I've been looking at API gateways recently and noticed that some of them used the inverse of this definition. I shrugged it off as an oddity at the time. I then discovered that nginx, which some API gateways are based on, also uses the terminology in the opposite way to what I expected. nginx calls the servers that it sends requests to "upstream servers", and presumably the incoming requests would therefore be "downstream clients".
Conceptually it seems like nginx would be pushing the requests "uphill" if going to an "upstream server", which is totally counter-intuitive... Gravity is reversed in the land of reverse proxies and API gateways, apparently!
I've seen other discussions talking about upstream / downstream representing dependencies between systems but for middleware or infrastructure components that sit between systems the idea of dependencies is a little looser, and I find it more helpful to think in terms of flow of information still - because THAT'S usually the source of your dependencies anyway.

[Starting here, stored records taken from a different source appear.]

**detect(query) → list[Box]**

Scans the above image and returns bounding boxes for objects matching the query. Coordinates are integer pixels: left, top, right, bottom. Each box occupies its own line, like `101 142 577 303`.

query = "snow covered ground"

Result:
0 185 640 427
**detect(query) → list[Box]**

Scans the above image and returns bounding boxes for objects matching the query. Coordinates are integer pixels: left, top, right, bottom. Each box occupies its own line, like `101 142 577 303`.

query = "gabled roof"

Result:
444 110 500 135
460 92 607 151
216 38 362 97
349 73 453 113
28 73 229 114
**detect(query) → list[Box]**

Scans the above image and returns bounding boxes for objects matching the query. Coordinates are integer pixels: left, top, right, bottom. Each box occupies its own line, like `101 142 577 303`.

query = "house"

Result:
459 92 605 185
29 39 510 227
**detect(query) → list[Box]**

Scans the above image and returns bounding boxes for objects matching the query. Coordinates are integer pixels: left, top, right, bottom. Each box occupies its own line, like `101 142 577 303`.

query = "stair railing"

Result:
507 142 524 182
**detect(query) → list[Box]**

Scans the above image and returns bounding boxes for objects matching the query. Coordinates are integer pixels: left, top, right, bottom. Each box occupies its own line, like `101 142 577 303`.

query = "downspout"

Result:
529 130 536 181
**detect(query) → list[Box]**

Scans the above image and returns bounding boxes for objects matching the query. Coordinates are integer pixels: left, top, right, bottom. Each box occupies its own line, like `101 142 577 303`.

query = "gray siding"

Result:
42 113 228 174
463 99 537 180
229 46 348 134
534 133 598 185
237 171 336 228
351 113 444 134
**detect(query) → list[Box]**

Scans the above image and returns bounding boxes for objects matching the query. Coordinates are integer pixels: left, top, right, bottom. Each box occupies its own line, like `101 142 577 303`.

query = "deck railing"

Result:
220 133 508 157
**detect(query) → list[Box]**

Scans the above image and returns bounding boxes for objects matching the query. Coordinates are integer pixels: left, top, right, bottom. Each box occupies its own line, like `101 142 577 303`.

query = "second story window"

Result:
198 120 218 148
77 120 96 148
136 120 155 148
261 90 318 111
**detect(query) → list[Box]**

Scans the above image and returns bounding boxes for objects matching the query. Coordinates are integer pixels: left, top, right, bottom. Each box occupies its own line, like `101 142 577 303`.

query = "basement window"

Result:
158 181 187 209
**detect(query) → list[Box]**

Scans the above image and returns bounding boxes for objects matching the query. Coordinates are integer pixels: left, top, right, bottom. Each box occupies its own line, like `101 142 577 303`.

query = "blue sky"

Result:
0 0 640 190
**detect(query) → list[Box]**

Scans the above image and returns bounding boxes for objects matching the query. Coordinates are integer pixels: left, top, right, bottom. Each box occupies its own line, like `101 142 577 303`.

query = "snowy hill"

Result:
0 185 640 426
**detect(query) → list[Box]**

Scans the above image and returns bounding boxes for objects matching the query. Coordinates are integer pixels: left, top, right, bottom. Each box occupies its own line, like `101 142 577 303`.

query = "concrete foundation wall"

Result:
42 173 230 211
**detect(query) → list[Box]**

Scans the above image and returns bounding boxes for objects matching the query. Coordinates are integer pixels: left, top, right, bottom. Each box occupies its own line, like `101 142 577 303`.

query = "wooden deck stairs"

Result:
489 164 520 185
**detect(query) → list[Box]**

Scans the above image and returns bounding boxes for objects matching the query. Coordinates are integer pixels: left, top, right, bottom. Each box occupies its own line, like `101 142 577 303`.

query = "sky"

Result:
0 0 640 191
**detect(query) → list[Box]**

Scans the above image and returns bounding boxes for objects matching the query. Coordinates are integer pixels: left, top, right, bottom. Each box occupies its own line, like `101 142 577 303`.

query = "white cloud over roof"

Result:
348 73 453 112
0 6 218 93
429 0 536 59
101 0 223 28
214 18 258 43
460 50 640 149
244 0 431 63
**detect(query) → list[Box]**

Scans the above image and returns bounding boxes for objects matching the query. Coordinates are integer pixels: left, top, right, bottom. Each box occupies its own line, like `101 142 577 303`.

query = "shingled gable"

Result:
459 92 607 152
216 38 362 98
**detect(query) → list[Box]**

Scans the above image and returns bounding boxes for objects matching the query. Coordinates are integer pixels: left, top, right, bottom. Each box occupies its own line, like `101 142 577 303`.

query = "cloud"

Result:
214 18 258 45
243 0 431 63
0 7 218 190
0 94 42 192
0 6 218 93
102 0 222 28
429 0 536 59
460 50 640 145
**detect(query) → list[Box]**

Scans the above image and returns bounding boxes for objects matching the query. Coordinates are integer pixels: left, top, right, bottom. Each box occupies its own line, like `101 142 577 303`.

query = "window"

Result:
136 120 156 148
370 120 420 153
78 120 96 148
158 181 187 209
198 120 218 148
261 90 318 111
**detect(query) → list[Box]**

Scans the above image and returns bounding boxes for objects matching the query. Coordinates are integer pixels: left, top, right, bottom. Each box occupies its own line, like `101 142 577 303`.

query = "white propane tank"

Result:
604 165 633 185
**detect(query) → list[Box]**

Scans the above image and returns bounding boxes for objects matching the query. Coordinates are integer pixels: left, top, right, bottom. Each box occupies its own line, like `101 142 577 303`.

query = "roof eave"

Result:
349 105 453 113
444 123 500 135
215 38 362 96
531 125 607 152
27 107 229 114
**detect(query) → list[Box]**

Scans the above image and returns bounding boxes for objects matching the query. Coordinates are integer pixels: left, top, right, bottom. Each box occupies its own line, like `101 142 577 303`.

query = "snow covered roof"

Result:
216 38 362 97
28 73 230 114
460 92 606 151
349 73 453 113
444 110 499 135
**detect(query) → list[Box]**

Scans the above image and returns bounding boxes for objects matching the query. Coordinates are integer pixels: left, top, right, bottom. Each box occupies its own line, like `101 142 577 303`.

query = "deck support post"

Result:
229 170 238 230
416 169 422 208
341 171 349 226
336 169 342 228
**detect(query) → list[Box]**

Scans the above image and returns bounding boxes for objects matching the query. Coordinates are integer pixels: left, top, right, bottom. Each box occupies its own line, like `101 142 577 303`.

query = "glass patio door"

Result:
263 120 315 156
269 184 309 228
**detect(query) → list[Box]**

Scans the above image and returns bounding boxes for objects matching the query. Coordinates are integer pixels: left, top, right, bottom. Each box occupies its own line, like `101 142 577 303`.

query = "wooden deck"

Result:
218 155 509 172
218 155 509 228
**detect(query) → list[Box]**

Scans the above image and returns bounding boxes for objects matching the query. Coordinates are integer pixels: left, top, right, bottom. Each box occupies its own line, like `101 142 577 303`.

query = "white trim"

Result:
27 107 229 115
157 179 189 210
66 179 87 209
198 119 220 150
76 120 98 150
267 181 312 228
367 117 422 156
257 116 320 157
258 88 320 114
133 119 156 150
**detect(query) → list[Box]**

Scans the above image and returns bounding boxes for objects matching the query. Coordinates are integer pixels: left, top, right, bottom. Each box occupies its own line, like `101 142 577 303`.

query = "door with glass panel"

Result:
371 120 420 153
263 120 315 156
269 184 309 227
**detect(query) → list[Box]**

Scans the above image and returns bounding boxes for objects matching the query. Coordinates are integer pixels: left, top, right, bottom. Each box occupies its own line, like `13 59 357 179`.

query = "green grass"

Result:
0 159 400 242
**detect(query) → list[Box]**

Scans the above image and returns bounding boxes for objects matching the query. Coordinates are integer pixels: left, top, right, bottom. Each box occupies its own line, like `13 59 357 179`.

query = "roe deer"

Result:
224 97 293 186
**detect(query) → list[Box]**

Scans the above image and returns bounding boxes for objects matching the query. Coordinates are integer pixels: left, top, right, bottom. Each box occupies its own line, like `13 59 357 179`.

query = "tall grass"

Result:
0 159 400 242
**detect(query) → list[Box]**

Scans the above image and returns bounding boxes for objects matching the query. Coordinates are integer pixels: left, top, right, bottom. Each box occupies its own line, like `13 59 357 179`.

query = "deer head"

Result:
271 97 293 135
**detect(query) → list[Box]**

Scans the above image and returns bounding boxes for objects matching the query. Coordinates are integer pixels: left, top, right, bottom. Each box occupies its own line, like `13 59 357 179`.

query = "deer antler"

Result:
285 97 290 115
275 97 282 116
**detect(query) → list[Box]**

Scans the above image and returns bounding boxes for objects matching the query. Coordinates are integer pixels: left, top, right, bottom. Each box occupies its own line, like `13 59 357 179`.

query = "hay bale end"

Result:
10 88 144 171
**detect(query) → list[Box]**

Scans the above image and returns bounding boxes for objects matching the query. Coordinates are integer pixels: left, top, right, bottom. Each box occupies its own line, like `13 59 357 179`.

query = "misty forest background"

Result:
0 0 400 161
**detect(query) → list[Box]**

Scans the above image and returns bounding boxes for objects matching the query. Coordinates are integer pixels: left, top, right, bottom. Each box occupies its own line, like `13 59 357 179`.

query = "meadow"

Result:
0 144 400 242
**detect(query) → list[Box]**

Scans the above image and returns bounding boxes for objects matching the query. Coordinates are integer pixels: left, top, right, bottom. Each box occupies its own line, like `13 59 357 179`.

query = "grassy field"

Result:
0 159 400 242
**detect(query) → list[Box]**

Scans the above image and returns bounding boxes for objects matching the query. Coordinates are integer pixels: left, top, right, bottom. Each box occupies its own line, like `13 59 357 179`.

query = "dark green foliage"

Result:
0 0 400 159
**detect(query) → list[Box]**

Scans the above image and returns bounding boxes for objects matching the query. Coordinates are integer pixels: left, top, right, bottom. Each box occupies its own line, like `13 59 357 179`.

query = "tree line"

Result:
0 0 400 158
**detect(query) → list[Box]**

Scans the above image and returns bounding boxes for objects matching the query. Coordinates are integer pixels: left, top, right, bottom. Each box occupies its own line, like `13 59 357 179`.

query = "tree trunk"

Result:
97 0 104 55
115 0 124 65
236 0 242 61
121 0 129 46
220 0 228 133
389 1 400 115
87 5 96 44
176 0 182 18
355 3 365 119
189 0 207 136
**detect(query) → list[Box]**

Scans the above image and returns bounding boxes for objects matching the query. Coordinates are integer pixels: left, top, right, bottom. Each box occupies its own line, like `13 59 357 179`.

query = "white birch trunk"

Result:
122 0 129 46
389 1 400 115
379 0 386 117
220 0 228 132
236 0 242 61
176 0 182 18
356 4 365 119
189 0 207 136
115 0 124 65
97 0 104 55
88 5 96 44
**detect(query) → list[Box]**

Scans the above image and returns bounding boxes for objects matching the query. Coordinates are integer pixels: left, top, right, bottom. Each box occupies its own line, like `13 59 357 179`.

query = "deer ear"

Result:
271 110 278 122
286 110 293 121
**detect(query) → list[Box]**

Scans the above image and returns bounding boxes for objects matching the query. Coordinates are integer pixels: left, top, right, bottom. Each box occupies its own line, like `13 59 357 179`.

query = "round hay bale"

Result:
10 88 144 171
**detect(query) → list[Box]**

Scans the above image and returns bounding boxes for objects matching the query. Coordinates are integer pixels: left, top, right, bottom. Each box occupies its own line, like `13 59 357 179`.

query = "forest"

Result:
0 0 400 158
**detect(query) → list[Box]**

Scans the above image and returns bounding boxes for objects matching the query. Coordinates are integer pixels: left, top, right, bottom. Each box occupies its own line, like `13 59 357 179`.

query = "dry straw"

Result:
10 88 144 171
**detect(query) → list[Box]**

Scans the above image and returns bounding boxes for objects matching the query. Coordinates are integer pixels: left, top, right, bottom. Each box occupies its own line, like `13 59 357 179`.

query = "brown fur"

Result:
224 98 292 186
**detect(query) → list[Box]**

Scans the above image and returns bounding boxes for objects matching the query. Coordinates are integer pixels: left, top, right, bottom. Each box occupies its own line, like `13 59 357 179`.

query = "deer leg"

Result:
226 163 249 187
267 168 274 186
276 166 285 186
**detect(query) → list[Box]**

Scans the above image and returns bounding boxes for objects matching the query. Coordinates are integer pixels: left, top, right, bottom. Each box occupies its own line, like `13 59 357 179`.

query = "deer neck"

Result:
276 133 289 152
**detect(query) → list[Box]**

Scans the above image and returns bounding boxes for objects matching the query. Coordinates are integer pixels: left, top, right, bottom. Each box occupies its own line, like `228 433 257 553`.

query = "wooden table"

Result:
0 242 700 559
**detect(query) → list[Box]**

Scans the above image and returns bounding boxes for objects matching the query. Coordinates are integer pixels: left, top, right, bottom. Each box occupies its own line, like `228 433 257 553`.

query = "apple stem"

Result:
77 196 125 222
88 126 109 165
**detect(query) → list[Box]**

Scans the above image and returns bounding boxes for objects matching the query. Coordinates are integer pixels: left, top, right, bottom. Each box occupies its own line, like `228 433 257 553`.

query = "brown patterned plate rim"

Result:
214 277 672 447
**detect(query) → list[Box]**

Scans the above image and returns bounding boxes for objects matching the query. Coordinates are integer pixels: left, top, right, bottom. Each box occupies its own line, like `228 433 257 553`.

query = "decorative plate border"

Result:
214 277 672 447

Have I got my understanding of the stream analogy fundamentally wrong or are these software components getting the concepts backwards?
Solution 1:
In HTTP world, the "upstream server" term was introduced in the HTTP/1.0 specification, RFC 1945:
502 Bad Gateway
The server, while acting as a gateway or proxy, received an invalid response from the upstream server it accessed in attempting to fulfill the request.
Formal definition was added later, in RFC 2616:
upstream/downstream
Upstream and downstream describe the flow of a message: all messages flow from upstream to downstream.
According to this definition:
- if you are looking at a request, then the client is upstream, and the server is downstream;
- in contrast, if you are looking at a response, then the client is downstream, and the server is upstream.
At the same time, in HTTP most of the data flow is not for requests, but for responses. So, if you'll consider flow of responses, then the "upstream server" term sounds pretty reasonable and logical. And the term is again used in the 502 response code description (it is identical to HTTP/1.0 one), as well as some other places.
The same logic can be also seen in terms "downloading" and "uploading" in natural language. Most of the data flow is from servers to clients, and that's why "downloading" means loading something from a server to a client, and "uploading" - from a client to a server.